# The Freemax Starre Tank - Hd Slideshow



## Alex (26/4/15)



Reactions: Like 1


----------



## zadiac (26/4/15)

Very nice, but the Lemo 2 with the top filling slot does it for me of all the tanks. Unless another brand comes out with the same feature, the Lemo 2 will be my next tank. (after a year of not vaping with tanks....lol)


----------



## Alex (26/4/15)

zadiac said:


> Very nice, but the Lemo 2 with the top filling slot does it for me of all the tanks. Unless another brand comes out with the same feature, the Lemo 2 will be my next tank. (after a year of not vaping with tanks....lol)



I would rather look at the Cthulhu RTA if I was gonna get a tank.

Reactions: Agree 1


----------



## zadiac (26/4/15)

Alex said:


> I would rather look at the Cthulhu RTA if I was gonna get a tank.

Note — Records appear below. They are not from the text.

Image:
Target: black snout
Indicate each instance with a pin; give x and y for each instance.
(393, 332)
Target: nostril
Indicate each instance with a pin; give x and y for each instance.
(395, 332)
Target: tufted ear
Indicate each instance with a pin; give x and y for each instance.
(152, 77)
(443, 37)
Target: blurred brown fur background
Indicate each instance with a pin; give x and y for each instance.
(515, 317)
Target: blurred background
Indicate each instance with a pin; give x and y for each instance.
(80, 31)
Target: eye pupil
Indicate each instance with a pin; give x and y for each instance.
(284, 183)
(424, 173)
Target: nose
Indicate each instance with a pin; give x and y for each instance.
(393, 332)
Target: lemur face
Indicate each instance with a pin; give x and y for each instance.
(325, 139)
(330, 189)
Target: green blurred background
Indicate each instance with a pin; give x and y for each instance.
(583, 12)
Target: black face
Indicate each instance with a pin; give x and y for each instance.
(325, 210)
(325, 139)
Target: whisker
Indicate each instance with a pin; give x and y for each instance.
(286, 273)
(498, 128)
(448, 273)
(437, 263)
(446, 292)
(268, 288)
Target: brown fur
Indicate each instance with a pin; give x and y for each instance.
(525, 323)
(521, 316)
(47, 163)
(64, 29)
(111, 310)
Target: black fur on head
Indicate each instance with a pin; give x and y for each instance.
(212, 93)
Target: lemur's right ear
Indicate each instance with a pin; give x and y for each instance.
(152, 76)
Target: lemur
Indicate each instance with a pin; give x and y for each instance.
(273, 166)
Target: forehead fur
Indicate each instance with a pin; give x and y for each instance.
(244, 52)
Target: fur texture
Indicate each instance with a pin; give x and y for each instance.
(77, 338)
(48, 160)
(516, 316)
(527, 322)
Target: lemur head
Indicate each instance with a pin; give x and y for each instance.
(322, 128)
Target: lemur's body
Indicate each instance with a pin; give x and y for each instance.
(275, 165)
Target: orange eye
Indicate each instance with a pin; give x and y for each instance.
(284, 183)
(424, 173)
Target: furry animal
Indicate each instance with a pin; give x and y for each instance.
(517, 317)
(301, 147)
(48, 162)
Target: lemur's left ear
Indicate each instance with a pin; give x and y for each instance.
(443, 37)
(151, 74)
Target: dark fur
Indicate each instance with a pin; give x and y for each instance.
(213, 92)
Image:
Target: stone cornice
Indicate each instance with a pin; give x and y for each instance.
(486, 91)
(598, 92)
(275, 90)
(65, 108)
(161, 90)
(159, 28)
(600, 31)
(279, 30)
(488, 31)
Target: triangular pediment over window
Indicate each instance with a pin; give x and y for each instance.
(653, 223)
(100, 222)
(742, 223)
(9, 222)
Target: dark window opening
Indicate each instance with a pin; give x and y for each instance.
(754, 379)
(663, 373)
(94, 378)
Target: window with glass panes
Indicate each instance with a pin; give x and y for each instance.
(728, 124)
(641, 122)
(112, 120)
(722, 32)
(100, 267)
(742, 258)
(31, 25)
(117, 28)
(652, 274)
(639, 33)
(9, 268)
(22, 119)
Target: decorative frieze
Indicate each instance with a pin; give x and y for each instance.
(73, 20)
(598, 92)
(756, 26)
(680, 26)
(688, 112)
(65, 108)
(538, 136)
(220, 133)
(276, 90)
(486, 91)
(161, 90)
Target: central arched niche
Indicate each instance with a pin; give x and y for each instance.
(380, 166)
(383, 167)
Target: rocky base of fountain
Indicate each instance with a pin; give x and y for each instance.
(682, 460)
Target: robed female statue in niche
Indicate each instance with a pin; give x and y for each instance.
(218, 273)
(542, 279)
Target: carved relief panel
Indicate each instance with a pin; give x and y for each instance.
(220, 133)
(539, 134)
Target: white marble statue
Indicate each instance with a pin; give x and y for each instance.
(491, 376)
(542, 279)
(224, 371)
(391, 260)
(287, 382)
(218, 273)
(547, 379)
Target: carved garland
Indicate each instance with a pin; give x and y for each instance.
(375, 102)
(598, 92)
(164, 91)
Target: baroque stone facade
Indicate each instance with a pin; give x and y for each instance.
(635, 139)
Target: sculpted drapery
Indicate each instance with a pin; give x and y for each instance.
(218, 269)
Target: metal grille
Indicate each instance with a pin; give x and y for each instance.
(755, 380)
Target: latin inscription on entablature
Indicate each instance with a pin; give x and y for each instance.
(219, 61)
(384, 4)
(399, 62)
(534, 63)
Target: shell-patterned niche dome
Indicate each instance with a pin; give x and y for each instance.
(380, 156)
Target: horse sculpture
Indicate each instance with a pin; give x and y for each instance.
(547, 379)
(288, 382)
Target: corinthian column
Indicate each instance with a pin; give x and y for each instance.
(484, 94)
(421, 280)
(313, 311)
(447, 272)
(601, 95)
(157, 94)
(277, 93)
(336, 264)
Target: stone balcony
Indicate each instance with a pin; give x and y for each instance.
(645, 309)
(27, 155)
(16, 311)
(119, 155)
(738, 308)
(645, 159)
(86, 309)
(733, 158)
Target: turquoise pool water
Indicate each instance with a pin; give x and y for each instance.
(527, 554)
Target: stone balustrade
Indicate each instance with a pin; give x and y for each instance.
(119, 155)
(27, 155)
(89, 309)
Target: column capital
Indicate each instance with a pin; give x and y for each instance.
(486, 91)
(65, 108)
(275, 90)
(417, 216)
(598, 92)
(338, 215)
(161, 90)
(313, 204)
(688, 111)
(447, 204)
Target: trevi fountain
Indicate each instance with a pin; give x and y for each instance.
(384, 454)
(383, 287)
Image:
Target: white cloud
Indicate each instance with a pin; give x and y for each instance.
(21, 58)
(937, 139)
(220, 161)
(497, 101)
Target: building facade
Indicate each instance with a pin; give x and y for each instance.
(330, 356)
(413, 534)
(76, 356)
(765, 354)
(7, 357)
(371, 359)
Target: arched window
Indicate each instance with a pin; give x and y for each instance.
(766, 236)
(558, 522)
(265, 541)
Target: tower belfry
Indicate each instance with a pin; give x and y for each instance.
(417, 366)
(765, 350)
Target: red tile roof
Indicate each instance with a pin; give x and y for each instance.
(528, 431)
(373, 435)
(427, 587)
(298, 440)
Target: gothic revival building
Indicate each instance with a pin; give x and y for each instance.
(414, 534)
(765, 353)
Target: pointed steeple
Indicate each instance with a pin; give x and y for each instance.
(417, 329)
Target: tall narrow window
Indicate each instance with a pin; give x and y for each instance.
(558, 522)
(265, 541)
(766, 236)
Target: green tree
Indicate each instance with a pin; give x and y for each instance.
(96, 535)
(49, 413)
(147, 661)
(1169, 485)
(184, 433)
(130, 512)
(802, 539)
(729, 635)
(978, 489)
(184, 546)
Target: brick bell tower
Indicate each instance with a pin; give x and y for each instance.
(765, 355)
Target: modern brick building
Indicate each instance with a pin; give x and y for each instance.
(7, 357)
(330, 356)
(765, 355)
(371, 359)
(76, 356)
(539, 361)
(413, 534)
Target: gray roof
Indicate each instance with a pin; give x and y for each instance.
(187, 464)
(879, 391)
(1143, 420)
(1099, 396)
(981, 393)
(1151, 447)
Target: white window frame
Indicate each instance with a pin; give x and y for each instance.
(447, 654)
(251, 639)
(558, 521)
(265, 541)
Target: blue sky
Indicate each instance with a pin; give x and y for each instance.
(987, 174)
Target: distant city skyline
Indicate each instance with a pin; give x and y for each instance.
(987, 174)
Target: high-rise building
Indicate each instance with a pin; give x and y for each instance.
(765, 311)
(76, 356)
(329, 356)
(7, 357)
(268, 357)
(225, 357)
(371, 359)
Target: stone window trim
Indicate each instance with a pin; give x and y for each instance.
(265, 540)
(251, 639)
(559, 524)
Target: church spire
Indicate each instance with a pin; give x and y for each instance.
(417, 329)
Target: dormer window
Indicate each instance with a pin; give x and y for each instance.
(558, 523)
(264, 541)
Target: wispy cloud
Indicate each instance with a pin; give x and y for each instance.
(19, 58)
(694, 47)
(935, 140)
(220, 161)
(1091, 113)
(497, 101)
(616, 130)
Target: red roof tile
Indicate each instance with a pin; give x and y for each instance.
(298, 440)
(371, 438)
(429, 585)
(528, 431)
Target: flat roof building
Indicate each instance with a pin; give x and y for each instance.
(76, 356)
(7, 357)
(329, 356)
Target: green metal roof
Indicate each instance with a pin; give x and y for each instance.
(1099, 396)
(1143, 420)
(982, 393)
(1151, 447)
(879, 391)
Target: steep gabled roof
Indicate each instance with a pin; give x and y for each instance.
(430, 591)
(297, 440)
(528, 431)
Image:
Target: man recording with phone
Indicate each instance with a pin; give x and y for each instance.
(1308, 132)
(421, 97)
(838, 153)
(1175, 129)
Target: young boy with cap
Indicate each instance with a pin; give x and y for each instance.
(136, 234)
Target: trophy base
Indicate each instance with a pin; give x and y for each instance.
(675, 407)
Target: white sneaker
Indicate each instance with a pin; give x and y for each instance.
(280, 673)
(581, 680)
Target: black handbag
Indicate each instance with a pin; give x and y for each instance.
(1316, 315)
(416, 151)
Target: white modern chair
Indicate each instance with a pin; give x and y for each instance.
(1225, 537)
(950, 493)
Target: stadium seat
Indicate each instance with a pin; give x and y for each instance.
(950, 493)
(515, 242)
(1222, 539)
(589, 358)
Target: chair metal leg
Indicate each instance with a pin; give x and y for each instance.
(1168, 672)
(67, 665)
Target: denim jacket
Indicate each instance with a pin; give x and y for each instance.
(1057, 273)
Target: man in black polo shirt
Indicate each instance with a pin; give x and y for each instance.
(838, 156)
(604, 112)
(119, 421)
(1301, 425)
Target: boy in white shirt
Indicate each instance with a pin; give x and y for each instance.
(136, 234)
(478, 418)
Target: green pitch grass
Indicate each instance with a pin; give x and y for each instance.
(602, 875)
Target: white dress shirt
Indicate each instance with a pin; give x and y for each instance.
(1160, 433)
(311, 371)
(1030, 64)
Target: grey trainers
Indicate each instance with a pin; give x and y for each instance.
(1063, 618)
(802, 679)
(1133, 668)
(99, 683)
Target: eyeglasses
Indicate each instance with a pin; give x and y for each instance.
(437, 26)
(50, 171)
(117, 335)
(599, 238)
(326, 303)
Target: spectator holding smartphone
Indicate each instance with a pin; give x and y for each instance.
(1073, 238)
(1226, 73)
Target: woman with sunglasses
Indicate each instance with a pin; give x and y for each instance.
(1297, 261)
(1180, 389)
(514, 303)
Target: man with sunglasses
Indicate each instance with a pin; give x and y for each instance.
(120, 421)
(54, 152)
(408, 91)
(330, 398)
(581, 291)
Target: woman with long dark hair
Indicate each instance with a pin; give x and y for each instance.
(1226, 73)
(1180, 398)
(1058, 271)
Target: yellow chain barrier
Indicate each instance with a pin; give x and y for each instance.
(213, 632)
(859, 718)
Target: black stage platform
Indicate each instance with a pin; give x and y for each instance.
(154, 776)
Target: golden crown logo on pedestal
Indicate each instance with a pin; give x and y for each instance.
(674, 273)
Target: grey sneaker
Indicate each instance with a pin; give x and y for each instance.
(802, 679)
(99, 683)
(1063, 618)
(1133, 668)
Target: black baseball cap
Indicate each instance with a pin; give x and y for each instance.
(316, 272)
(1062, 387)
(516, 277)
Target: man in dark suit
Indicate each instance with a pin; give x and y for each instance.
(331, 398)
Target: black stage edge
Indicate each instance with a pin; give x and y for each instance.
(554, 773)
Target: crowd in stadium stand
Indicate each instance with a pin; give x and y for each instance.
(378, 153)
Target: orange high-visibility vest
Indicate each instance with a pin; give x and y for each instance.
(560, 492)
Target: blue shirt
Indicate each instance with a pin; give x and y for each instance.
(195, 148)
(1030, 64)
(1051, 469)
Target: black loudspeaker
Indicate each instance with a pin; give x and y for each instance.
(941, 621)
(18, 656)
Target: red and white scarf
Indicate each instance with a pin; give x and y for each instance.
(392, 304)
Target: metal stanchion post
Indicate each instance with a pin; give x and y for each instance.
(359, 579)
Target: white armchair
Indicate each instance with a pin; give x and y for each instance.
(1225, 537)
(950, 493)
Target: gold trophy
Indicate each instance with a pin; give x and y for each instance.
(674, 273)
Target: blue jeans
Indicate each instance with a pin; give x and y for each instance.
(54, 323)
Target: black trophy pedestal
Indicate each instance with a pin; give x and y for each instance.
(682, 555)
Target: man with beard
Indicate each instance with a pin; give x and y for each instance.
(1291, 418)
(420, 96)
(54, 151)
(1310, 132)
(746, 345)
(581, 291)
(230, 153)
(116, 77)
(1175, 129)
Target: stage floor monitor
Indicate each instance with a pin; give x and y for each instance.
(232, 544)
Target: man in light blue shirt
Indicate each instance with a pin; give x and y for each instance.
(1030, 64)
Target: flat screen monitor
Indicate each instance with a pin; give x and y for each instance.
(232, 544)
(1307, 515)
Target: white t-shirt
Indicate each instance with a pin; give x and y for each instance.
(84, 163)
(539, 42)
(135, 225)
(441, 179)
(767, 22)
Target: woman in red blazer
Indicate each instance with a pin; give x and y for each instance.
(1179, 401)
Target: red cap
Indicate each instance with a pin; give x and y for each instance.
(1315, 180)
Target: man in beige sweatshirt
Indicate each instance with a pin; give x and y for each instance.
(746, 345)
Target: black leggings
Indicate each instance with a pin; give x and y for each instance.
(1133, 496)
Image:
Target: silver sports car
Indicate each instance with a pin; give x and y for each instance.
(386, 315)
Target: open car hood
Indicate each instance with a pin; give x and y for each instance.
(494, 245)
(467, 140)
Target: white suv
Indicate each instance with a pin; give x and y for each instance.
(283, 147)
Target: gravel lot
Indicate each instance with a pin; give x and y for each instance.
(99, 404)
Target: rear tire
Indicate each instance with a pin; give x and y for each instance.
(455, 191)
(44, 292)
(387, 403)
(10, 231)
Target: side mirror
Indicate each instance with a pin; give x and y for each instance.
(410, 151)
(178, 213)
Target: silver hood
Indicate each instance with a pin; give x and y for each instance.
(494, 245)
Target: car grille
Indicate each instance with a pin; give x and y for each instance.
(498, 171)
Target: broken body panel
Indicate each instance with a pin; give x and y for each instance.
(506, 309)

Air holes on the deck is a big no no for me. I've tried tanks from other people with air holes on the deck and I also have the Goblin. They always have problems. Leaking, gurgling.
It is a nice tank tho. I quite like it, just not the air holes on the deck. I avoid them. Gonna get the Lemo 2 next week.

Reactions: Agree 1


----------